So suppose we have a set of points $(x_1, y_1), \ldots, (x_n, y_n)$ and we want to find $\beta_0$, $\beta_1$ such that $y_i = \beta_1 x_i + \beta_0$ for each $i$, or in matrix notation $Y = X\bar \beta$, where $X$ is n-by-2 and has the $x_i$’s in its first column and $1$’s in its second. Well, unfortunately, this may not have a solution, since $Y$ may not lie in the span of the two columns of $X$. So let’s instead try to find another vector $Y’$ which is in the span of $X$ and is as close to $Y$ as possible.
This can clearly be found by projection. Let $v_1, v_2$ be the columns of X. Then we can uniquely write $Y = av_1 + bv_2 + u$, where $u$ is orthogonal to $v_1, v_2$. Thus, multiplying through by $X^T$, we see that $X^TY = aX^Tv_1 + bX^Tv_2 + 0$, since the rows of $X^T$ are perpendicular to $u$. This can now be rewritten as $X^TY = X^T X \begin{pmatrix} a \\ b \end{pmatrix}$. So we have $\begin{pmatrix} a \\ b \end{pmatrix} = (X^TX)^{-1}X^TY$. But by definition $a$ and $b$ are the coordinates of the projection of $Y$ onto the columns of $X$. So we’ve found $\bar \beta$ – assuming that $X^TX$ is invertible!
If $X^TX$ is not invertible, we can find some vector $v$ with $X^TXv = 0$. But then $X^Tu = 0$, where $u = Xv$. Each entry in the vector $X^Tu$ is the dot product of a column of $X$ with $u$. As these are all 0, it follows that $u$ is perpendicular to all of $X$’s columns.
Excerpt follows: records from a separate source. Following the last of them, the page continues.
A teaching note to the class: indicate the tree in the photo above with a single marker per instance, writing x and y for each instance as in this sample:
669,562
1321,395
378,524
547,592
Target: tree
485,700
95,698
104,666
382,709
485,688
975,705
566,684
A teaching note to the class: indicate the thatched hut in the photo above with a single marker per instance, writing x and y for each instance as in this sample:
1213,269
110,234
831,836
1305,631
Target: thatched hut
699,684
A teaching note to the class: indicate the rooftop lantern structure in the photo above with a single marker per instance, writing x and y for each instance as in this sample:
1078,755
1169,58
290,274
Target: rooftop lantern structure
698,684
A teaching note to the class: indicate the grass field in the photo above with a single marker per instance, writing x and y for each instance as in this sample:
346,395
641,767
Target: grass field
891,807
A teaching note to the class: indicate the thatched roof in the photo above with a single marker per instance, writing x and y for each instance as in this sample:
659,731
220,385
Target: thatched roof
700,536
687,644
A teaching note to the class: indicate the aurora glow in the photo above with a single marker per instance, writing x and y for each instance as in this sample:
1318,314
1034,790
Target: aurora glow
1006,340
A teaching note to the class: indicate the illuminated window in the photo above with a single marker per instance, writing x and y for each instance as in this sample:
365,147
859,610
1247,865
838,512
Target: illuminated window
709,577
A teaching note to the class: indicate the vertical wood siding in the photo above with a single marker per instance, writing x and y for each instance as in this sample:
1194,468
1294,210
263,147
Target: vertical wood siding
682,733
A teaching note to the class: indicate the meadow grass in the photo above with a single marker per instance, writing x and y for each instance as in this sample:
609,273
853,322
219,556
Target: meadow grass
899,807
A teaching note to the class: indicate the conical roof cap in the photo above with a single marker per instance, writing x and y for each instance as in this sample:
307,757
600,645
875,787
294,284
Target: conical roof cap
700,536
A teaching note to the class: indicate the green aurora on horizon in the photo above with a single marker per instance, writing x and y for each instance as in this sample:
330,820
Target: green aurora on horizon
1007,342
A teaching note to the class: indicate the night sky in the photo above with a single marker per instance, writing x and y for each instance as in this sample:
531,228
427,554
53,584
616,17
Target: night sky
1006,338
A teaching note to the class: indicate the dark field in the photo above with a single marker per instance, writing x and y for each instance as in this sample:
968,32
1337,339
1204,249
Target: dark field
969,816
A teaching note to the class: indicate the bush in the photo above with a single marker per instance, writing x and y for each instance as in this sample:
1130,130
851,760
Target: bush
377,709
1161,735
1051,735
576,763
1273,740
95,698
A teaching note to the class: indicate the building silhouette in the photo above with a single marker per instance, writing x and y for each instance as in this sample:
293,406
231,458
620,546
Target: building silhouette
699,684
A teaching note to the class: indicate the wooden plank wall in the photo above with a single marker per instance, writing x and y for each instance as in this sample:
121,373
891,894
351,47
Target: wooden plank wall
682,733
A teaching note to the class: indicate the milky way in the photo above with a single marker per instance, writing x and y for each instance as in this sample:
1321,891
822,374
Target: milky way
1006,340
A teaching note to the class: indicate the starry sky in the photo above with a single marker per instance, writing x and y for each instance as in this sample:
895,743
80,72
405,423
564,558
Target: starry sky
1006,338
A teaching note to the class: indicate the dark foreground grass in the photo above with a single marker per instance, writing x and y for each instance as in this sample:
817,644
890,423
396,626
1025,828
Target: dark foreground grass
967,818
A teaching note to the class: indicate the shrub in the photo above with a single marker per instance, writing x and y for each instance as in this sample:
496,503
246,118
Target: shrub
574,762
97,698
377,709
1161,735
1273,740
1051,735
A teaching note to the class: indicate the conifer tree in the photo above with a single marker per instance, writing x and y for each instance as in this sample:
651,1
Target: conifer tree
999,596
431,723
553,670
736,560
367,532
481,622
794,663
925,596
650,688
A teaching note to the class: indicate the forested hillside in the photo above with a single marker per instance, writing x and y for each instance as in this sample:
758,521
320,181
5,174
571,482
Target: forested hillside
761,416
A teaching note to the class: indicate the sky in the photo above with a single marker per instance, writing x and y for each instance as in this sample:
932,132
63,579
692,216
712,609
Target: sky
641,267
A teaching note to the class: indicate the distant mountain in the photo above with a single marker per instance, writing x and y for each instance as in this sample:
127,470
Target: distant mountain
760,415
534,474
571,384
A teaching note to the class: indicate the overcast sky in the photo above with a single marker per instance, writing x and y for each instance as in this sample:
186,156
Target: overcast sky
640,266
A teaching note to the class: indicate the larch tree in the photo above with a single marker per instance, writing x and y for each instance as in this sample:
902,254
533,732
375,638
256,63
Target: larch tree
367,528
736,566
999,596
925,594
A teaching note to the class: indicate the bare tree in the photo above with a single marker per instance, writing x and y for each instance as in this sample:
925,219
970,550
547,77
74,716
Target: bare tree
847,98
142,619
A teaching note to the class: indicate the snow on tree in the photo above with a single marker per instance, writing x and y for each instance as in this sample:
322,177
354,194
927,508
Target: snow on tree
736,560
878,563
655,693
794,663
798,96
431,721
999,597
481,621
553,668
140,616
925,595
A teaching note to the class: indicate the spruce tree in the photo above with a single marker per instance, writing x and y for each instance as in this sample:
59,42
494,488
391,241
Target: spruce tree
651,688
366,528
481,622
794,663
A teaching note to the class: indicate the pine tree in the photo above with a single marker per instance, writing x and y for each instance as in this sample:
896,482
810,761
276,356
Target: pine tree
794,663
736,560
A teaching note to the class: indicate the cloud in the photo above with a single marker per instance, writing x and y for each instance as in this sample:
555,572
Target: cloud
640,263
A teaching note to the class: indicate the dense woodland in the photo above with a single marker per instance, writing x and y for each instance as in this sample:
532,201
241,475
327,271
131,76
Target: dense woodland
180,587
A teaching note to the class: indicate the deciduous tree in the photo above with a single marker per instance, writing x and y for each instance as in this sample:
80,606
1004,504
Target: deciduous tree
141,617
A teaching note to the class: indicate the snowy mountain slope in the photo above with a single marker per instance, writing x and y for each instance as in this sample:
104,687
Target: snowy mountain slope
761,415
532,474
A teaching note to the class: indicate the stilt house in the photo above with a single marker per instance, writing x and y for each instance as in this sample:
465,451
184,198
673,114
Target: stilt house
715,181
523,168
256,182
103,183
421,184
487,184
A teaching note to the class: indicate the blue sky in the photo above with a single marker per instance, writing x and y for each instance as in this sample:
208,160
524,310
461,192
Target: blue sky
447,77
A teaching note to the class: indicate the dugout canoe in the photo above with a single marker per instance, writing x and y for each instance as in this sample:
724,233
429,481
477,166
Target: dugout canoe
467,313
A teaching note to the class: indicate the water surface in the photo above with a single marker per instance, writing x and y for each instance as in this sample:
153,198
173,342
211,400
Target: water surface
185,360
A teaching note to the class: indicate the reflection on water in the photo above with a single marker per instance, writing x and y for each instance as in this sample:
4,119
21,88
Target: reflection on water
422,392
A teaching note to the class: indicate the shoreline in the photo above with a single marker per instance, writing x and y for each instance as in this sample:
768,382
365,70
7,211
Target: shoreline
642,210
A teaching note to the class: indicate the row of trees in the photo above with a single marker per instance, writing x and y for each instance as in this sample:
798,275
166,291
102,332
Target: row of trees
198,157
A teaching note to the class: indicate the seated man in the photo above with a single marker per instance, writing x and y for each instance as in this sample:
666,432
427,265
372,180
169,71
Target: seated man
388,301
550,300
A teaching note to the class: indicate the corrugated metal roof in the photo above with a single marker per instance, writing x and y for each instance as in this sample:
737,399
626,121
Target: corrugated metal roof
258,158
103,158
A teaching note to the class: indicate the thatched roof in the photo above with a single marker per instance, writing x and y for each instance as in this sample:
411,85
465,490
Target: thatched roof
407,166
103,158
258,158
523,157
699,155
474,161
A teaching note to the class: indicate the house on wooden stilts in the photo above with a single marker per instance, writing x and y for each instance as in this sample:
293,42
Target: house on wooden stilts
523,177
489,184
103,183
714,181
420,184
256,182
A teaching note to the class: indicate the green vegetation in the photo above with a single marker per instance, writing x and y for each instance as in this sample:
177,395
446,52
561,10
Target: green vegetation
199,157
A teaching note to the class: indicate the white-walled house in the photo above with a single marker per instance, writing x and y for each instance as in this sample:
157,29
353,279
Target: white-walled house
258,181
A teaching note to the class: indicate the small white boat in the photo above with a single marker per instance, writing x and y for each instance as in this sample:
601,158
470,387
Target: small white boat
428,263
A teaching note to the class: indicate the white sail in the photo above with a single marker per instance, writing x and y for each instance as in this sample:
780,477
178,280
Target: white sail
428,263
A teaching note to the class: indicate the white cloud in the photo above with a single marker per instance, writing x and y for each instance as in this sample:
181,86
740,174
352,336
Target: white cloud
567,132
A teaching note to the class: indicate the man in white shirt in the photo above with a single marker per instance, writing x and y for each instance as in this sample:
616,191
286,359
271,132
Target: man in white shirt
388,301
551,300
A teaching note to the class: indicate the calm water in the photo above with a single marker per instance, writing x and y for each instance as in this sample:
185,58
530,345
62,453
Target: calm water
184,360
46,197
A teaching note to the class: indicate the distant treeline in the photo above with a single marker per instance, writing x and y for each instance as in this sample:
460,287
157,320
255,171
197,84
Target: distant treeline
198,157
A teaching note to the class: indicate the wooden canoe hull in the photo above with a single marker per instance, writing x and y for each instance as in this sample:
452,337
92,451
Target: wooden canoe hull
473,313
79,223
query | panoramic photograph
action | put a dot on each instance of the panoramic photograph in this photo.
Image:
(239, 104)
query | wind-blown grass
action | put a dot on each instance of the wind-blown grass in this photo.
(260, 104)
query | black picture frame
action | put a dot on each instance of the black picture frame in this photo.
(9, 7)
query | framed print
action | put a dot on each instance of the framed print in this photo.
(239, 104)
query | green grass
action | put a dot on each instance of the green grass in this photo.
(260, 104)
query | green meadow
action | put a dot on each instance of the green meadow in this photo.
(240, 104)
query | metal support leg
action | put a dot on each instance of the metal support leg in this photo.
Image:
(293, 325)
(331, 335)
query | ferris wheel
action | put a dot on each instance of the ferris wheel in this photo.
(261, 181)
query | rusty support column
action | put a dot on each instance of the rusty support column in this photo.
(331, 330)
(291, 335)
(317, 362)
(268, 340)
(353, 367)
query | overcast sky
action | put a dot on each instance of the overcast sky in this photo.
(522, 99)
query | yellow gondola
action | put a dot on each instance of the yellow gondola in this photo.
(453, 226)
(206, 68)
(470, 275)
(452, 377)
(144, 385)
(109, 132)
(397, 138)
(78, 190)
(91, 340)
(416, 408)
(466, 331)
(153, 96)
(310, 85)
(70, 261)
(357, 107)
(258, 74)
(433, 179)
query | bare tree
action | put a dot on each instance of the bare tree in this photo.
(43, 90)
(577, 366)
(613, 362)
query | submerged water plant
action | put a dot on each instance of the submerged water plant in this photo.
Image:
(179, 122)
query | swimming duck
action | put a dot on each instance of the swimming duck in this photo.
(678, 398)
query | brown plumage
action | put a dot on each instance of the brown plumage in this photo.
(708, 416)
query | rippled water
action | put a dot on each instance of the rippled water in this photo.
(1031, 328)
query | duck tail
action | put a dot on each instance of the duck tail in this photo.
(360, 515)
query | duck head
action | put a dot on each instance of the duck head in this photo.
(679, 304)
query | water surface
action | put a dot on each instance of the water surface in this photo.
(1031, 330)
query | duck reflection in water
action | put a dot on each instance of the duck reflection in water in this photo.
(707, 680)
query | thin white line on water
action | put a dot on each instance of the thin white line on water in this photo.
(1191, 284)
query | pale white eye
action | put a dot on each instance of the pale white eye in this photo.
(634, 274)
But $u = Xv$ is also a linear combination of $X$’s columns, so it must be 0, so there is some linear dependence between the columns of $X$. Therefore, if the columns of $X$ are linearly independent, then $X^TX$ is invertible and the above argument gives us $\bar \beta = (X^TX)^{-1}X^TY$.
$Y’ = X\bar\beta$ being the closest vector to $Y$ in the column space of $X$ means we’ve minimized $\|Y – X\beta\|$, hence minimized $\|Y – X\beta\|^2 = (Y – X\beta)^T(Y – X\beta)$. This expands out to $f(\beta) = Y^TY – \beta^TX^TY – Y^TX\beta + \beta^T(X^TX)\beta$. Taking the matrix derivative of $f$ and setting it equal to $0$ will also let us find $\beta = (X^TX)^{-1}X^TY$.
The same logic obviously applies if we have more than one predictor variable, in which case the matrix $X$ will have more than two columns and $\beta$ has more than two rows. Also, we get $\beta = (X^TWX)^{-1}X^TWY$ via the above differentiation argument if $W$ represents a diagonal matrix of weights.